Patienten, die eine TAVI benötigen, sind meist um die 80 Jahre alt. Durch dieses Verfahren senkte sich die Krankenhaussterblichkeit perioperativ auf 4,2 %. Die Schlaganfallrate ist mit 1,4 % identisch zu der nach Herzklappenoperation, wobei zu bedenken ist, dass Patienten mit TAVI sehr viel mehr Risikofaktoren aufweisen aufgrund von Vorerkrankungen. Man kann noch nicht entscheiden, ob dieses Vorgehen auch für Patienten mit niedrigem Risiko oder für Jüngere geeignet ist, da man noch nicht über ausreichend lange Erfahrungen verfügt. Nach einer Operation tritt eine Klappendegeneration nach ca. 8 - 10 Jahren ein. Ob so lange die TAVI - Stentprothesen halten, ist noch unklar. Außerdem ist die Rate einer permanenten Schrittmachernotwendigkeit mit ca. 10 % nach TAVI relativ hoch.
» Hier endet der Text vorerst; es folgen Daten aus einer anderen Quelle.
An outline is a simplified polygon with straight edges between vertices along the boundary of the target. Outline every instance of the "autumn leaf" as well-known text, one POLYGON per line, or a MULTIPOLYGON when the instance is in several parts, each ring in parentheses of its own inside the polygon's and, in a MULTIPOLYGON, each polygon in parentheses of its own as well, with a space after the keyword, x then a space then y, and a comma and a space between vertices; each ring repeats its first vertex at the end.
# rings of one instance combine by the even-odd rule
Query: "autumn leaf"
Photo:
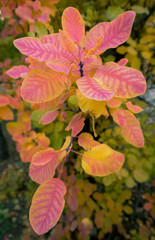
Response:
POLYGON ((33 230, 42 235, 53 228, 64 208, 66 187, 59 178, 43 182, 32 198, 29 219, 33 230))
POLYGON ((82 167, 86 173, 104 177, 117 172, 123 165, 124 156, 106 144, 100 144, 84 153, 82 167))

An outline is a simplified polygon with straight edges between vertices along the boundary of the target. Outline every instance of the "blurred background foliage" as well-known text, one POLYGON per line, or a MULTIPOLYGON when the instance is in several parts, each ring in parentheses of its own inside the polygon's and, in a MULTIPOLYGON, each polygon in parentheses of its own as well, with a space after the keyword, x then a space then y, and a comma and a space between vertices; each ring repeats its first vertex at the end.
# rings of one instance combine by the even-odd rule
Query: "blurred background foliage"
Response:
MULTIPOLYGON (((34 2, 34 1, 33 1, 34 2)), ((45 2, 44 1, 44 5, 45 2)), ((109 144, 113 149, 122 151, 126 157, 123 168, 104 178, 91 177, 81 168, 80 157, 71 153, 64 167, 63 179, 68 189, 66 207, 59 224, 44 236, 38 237, 29 225, 28 208, 37 184, 28 176, 28 163, 22 163, 11 137, 1 122, 0 128, 0 239, 4 240, 155 240, 155 15, 153 0, 61 0, 55 2, 55 16, 50 14, 48 24, 41 21, 20 27, 20 17, 16 8, 25 4, 24 0, 2 1, 11 9, 10 15, 0 18, 0 84, 6 78, 5 71, 11 66, 23 63, 24 58, 12 44, 14 38, 22 36, 41 37, 57 32, 61 28, 61 15, 68 6, 76 7, 82 14, 86 31, 99 22, 111 21, 126 10, 136 12, 131 37, 117 49, 109 49, 102 55, 103 62, 119 61, 126 57, 128 66, 141 70, 147 80, 147 92, 135 99, 135 103, 144 108, 138 114, 145 137, 145 147, 138 149, 127 144, 120 135, 120 128, 111 119, 103 117, 96 120, 98 140, 109 144), (10 5, 12 4, 12 5, 10 5), (14 4, 14 5, 13 5, 14 4), (14 6, 10 8, 10 6, 14 6), (16 34, 5 32, 10 28, 10 19, 16 20, 16 34), (51 24, 51 27, 49 26, 51 24), (24 26, 24 27, 23 27, 24 26), (22 29, 20 31, 19 29, 22 29)), ((4 8, 0 3, 0 7, 4 8)), ((41 1, 43 4, 43 1, 41 1)), ((3 9, 4 11, 4 9, 3 9)), ((9 11, 9 10, 7 10, 9 11)), ((39 10, 38 10, 39 11, 39 10)), ((2 13, 2 11, 1 11, 2 13)), ((24 13, 23 13, 24 14, 24 13)), ((13 21, 12 21, 13 22, 13 21)), ((12 23, 11 24, 15 24, 12 23)), ((25 24, 25 23, 24 23, 25 24)), ((0 92, 3 92, 0 87, 0 92)), ((7 93, 10 93, 8 87, 7 93)), ((78 108, 74 99, 68 100, 70 109, 78 108)), ((26 105, 28 108, 29 106, 26 105)), ((31 121, 37 132, 45 132, 51 146, 59 149, 66 137, 65 126, 72 117, 68 111, 68 120, 54 121, 43 126, 38 124, 43 113, 32 111, 31 121)), ((85 129, 86 130, 86 129, 85 129)), ((87 131, 93 134, 87 124, 87 131)), ((74 144, 78 150, 78 145, 74 144)), ((81 150, 80 150, 81 151, 81 150)))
Erfahrungsberichte zum Thema Aortenklappenstenose

  • Neuester Erfahrungsbericht vom 15.03.2010:

    Man hat bei mir eine Aortenklappenstenose Grad I-II (echokardiographisch) festgestellt.
    In wieviel Grade ist diese Aortenklappenstenose generell eingeteilt und
    ab welchem Grad ist eine OP sinnvoll oder kann man das so garnicht be-
    antworten?

    Liebe Besucherin unseres Gesundheitsportals,

    die Aortenklappenstenose wird in 4 Schweregrade eingeteilt von I(leicht) bis IV(schwer). Die Operationsindikation ist abhängig von der Klappenöffnungsfläche(unter 0,8 cm2), dem mittleren Fruckgradienten(über 50 mm Hg), einer zunehmenden linksventrikulären Hypertophie,, einer abnehmenden linksventrikulären Funktion, dem Auftreten einer Embolie, einer Endokarditis, eines Kreislaufzusammenbruchs, einer ventrikulären Rhythmusstörung, einer Herzinsuffizienz oder einer Angina pectoris und muss individuell gestellt werden. Liebe Grüße

    Ihr Biowellmed Team
  • Erfahrungsbericht vom 28.08.2008:

    beim kardiologe wurde bei mir eine aortenklappenstenose, hochgradig, G.; festgestellt. meine frage: kann man diese krankheit auch mit medikamenten behandeln, oder muss die untersuchung mit einem herzkatheter durchgeführt werden. ich werde über eine info von ihnen sehr dankbar...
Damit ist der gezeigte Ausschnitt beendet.